MEXICO CITY -- When Ernesto Zedillo Ponce de Leon first stood before the nation as president less than a month ago, the plans he unveiled were a measure of Mexico's recovery from its foreign-debt crisis of the 1980s.
With the economy apparently restored to health, Mr. Zedillo proposed finally to risk the power of his long-governing party with "definitive" steps toward democracy.
With investment rising, he could afford to promise more public spending to help the millions of poor Mexicans left behind by the country's progress.
But as Finance Ministry technocrats scrambled this weekend to HTC redraw their entire economic strategy in light of an uncontrolled devaluation of the peso, government leaders also found themselves facing political challenges more daunting than any Mr. Zedillo had foreseen.
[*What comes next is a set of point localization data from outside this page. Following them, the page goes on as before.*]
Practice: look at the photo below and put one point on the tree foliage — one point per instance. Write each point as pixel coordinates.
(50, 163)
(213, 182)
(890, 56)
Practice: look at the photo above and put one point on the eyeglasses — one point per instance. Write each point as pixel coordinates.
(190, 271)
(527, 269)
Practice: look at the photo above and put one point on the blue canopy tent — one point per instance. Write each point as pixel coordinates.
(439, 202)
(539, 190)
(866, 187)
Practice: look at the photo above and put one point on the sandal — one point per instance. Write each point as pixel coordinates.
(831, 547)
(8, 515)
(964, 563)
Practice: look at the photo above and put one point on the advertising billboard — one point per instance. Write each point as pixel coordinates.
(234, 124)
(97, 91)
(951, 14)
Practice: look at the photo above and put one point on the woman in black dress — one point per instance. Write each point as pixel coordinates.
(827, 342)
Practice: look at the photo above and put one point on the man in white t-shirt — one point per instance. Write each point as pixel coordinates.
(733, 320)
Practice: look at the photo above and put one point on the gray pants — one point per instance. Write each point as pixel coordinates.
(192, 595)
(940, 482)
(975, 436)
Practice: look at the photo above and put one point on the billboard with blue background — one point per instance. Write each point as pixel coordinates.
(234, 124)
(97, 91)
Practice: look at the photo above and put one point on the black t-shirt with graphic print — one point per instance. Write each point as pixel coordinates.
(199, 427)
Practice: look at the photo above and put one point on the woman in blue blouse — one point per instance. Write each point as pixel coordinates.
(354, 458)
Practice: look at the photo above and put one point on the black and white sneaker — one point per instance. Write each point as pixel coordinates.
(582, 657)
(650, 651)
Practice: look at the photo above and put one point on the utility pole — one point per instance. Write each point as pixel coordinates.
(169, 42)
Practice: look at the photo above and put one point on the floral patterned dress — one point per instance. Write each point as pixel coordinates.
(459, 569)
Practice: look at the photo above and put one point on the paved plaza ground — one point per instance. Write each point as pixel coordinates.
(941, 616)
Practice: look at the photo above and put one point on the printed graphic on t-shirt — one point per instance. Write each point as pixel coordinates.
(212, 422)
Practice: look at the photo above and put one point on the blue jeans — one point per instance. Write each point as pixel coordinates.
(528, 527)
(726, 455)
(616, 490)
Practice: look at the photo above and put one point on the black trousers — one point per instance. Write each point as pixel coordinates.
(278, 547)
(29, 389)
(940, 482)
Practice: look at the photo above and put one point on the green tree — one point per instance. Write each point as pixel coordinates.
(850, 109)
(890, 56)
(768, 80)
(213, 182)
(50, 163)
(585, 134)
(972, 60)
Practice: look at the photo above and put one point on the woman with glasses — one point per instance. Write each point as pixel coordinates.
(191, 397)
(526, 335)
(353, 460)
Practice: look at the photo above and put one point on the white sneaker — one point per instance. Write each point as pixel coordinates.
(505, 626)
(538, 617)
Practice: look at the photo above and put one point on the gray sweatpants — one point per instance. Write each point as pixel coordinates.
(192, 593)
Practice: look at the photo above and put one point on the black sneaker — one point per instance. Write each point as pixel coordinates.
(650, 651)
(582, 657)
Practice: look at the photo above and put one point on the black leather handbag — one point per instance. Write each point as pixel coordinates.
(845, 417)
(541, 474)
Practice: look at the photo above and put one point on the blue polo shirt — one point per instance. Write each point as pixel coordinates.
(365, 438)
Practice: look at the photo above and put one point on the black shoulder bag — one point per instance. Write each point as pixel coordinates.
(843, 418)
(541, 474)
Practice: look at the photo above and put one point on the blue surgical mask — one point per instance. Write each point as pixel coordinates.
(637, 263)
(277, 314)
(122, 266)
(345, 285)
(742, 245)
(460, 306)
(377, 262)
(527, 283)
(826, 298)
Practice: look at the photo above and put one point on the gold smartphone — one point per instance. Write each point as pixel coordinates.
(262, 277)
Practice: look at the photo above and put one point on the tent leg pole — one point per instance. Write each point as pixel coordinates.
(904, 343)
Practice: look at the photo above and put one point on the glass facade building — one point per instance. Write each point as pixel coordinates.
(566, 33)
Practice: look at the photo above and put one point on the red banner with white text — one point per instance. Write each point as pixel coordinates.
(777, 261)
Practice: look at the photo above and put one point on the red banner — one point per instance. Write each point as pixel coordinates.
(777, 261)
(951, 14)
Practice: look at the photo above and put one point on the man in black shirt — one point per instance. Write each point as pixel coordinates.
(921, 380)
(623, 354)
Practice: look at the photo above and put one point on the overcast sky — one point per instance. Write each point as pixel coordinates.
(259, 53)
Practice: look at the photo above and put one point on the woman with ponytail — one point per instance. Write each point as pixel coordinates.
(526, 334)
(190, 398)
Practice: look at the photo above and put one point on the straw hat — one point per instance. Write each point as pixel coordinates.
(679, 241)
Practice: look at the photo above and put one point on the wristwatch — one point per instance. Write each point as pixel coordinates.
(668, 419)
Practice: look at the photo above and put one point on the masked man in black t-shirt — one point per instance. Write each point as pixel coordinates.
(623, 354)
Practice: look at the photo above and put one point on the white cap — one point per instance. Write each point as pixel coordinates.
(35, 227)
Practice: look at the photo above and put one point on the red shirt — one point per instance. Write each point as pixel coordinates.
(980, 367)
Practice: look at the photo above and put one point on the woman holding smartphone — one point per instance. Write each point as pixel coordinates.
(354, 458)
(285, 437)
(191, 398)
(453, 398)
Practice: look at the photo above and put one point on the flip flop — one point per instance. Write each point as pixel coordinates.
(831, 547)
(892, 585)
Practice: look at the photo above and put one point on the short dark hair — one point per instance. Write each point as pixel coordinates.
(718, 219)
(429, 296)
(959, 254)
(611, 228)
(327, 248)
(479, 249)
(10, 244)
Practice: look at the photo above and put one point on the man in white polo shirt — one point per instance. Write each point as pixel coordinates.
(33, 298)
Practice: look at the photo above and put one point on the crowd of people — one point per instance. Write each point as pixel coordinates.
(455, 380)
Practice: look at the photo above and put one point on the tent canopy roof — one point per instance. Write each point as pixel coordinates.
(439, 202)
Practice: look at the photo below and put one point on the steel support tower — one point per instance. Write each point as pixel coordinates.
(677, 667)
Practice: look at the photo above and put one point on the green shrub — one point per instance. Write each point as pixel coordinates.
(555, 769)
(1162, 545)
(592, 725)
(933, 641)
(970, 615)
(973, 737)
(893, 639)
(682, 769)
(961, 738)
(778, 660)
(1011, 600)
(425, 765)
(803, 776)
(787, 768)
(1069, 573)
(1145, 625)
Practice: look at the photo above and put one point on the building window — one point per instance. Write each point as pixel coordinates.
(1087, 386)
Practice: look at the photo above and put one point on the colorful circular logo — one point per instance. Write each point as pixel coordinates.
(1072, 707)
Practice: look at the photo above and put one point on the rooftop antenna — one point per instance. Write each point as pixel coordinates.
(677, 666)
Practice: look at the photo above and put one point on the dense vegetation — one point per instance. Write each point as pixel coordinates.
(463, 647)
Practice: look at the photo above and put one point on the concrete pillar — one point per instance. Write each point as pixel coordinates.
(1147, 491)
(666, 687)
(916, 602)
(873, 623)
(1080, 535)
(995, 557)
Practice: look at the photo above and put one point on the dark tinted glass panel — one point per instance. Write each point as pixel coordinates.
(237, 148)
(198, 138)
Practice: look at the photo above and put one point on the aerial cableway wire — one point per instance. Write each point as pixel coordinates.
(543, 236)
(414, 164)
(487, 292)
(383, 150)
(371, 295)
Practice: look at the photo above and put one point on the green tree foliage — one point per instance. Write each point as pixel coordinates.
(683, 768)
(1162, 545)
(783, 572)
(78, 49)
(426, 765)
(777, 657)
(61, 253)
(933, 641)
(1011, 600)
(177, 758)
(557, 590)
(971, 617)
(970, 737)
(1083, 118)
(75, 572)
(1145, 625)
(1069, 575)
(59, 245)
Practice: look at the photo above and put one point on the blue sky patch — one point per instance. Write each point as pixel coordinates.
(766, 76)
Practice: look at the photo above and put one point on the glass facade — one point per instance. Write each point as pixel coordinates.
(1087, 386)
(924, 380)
As spending is cut back, inflation surges and real wages fall, he must now sell new sacrifices to a labor movement that has grown steadily more independent of the government in recent years.
When Mexico's economy collapsed in 1982 and 1987, however, much of what set the country apart from others in the Latin American debt morass was the government's overwhelming political control, particularly of organized labor.
A principal mechanism of that control was a national wage-price accord that has been periodically renewed since 1987.
Under the accords, big labor confederations belonging to the governing Institutional Revolutionary Party (PRI) joined with business chambers largely beholden to the government in agreeing to fight inflation by holding down salaries and consumer prices to certain levels.
Serious labor strife became routine elsewhere in the region; in Mexico, it remained the exception.
The government's power over labor has been eroding slowly over the last decade as the informal economy has grown, independent unions have proliferated and those that were once pillars of the PRI, as the governing party is called, have established some distance.
The face that labor showed Mr. Zedillo's aides last week looked angrier than it has been before.
"We were confident that all of the sacrifices we have made were bringing us in to safe port," the leader of the telephone workers' union, Francisco Hernandez Juarez, said in an interview Friday. "And now we find ourselves once again in the middle of a turbulent sea with no way back."
To win labor's agreement to preserve the 10 percent ceiling on salary increases that was negotiated in September, officials quickly accepted the insistence that prices be frozen for 60 days, officials on both sides of the talks said.
But when the finance secretary, Jaime Serra Puche, proposed Thursday that labor and business leaders sign a statement saying they "shared" the government's decision to float the peso, Mr. Hernandez Juarez and other more independent unionists rejected the language out of hand.
Perhaps the most telling indication of the president's straits is that his promise to reform an authoritarian political system -- a central problem of his administration until last week -- may now be one of the more straightforward tasks ahead.
"We are really, as you say, back to the drawing board," an official said.
In the southern state of Chiapas, where an Indian insurgency has helped unsettle the financial markets with threats of renewed fighting, the need for peace is becoming more urgent.